COVID-19 decontamination facility leader offers tips for college, career success
August 3, 2020
High school students taking part in Unite, a nationwide program that helps historically underserved students pursue college degrees in STEM fields, heard firsthand from someone playing a critical role in the battle against COVID-19 about the importance of math and science.
Christian Williams, a research chemist who is site lead at the Battelle Critical Care Decontamination System in Blacksburg, spoke via Zoom to the class of high schoolers participating in Unite, a two-year grant awarded to Virginia Tech’s TRIO Programs. The grant supplements the Upward Bound program, adding STEM classes to a six-week summer session that gives talented high school students from underserved populations a taste of college life. Although usually held on campus, this year’s programs were held virtually.
In addition to its connection to Virginia Tech through the decontamination facility, Battelle is also a leading funder of Unite through the Army Educational Outreach Program.
Williams said he felt a personal duty to help tackle the shortage of personal protective equipment in hospitals after his fiancee, an intensive care unit nurse, was informed she would receive only one N95 mask. When Battelle got a contract to set up decontamination sites, Williams knew that “if anybody was going to sign up to help, that should probably be me.”
He led a team that transformed the open-air band shell used by the Marching Virginians into an enclosed facility. There, masks are washed, dried, and tested for contamination before being sent back to hospitals and other facilities.

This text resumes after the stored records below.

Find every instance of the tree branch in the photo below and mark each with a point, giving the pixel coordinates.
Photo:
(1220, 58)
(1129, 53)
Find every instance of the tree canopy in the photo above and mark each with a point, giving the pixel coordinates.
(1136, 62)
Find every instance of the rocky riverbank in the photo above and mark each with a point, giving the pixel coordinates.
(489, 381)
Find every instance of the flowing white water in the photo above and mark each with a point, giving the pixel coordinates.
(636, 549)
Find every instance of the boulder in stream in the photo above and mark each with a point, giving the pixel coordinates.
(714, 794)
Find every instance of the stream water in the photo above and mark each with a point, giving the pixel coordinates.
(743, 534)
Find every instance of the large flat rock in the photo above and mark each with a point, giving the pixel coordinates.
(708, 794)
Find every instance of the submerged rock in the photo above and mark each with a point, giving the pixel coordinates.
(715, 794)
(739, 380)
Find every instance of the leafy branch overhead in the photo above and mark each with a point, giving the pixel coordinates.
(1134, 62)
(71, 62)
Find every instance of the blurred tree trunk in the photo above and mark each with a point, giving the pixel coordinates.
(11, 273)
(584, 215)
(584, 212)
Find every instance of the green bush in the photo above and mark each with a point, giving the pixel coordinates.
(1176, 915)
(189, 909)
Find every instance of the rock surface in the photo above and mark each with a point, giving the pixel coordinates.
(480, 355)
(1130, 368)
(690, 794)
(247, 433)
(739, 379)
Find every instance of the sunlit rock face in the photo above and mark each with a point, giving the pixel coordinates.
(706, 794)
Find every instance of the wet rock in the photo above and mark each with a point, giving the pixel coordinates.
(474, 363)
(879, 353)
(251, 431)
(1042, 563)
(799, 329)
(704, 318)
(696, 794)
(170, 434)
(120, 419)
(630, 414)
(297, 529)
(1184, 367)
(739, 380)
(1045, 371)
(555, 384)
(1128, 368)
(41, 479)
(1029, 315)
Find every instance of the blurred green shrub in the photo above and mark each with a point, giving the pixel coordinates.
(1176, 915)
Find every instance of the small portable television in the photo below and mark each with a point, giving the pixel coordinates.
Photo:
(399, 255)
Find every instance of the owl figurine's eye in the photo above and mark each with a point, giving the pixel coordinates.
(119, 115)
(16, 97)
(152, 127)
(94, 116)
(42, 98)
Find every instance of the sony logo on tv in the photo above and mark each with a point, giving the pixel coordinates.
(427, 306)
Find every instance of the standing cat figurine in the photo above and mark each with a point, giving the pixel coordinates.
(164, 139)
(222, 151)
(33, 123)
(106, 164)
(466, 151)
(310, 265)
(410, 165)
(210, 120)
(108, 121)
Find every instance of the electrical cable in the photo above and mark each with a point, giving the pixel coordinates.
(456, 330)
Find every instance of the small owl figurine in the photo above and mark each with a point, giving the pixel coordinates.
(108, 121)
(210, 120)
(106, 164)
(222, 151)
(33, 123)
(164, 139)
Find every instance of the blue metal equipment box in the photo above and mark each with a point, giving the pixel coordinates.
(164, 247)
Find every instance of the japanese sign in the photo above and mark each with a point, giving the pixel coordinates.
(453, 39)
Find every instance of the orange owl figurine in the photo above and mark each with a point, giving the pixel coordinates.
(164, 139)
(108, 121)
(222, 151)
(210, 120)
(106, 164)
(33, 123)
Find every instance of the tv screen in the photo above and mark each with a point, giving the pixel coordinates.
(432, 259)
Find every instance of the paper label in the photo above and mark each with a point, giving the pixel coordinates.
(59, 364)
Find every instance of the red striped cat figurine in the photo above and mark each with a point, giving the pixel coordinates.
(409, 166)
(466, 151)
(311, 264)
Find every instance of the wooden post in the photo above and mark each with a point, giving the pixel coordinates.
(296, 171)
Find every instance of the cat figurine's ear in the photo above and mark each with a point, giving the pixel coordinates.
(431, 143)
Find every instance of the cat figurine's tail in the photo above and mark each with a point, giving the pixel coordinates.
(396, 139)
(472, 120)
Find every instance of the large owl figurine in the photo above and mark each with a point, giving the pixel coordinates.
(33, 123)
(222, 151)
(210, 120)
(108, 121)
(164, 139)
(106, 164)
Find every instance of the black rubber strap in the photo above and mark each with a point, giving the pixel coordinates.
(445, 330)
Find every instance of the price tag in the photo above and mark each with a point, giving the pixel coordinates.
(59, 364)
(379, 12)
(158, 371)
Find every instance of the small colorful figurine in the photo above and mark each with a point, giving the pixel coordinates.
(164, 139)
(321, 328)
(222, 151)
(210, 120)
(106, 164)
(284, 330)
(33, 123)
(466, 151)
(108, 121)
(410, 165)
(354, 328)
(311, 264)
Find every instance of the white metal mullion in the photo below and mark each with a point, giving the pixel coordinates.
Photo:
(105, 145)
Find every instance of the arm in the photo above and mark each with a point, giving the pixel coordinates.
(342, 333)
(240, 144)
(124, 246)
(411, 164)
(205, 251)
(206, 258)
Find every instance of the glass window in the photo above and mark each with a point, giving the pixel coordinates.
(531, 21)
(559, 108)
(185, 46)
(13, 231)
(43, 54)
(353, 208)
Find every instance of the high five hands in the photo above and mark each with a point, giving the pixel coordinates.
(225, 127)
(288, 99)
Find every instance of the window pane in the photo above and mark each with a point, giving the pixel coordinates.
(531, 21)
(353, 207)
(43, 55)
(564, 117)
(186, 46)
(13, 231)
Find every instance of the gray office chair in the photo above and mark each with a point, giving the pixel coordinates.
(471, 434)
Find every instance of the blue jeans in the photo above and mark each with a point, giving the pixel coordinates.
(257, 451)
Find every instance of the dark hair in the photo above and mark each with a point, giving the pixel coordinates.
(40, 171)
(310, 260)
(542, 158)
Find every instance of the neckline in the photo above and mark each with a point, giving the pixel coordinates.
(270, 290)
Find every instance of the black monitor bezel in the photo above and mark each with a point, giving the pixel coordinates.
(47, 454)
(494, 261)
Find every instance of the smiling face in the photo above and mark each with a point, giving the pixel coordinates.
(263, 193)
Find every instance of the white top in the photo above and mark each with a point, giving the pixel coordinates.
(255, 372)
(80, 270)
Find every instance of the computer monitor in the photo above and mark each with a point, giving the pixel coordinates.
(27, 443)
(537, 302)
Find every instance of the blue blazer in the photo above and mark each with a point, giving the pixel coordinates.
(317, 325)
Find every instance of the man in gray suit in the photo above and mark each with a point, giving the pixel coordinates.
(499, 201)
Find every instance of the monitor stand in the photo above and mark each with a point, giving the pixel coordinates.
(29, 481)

In addition to explaining the hows of his current work, Williams also talked to the students about the value of education and other life lessons. “My best teachers in high school taught me the importance of learning the right way to study, putting in your best effort, and focusing your time,” he said.
“Once you get to college, you’re on your own and you have to be responsible, and learning the best way to study for exams and retain information really helped me in college,” he said.
Williams also offered lessons on handling change, recounting how he shifted course and decided not to become a doctor. “Upsetting my family was probably the biggest thing that I had to get over. But I realized this world needs good people in every profession. Find what you love and run with it.”
Frances Clark, director of Virginia Tech TRIO Programs, said hearing from professionals working in STEM fields helps students better imagine their future and make good choices now to reach their goals.
“The world of work is often much bigger than our students know and realize. Most will be the first in their families to earn a four-year degree, so exposing them to different careers and the varying paths to achieve them will hopefully help our students envision their own future success and empower them to branch out into unfamiliar territory.”
TRIO Programs, part of Outreach and International Affairs, provides cultural and academic support to participants across Southwest Virginia. The programs bring new and creative ideas to help low-income individuals, first-generation students, military veterans, adult learners, and other underrepresented populations increase their confidence, build skills, and make informed decisions that will assist them in pursuing postsecondary education.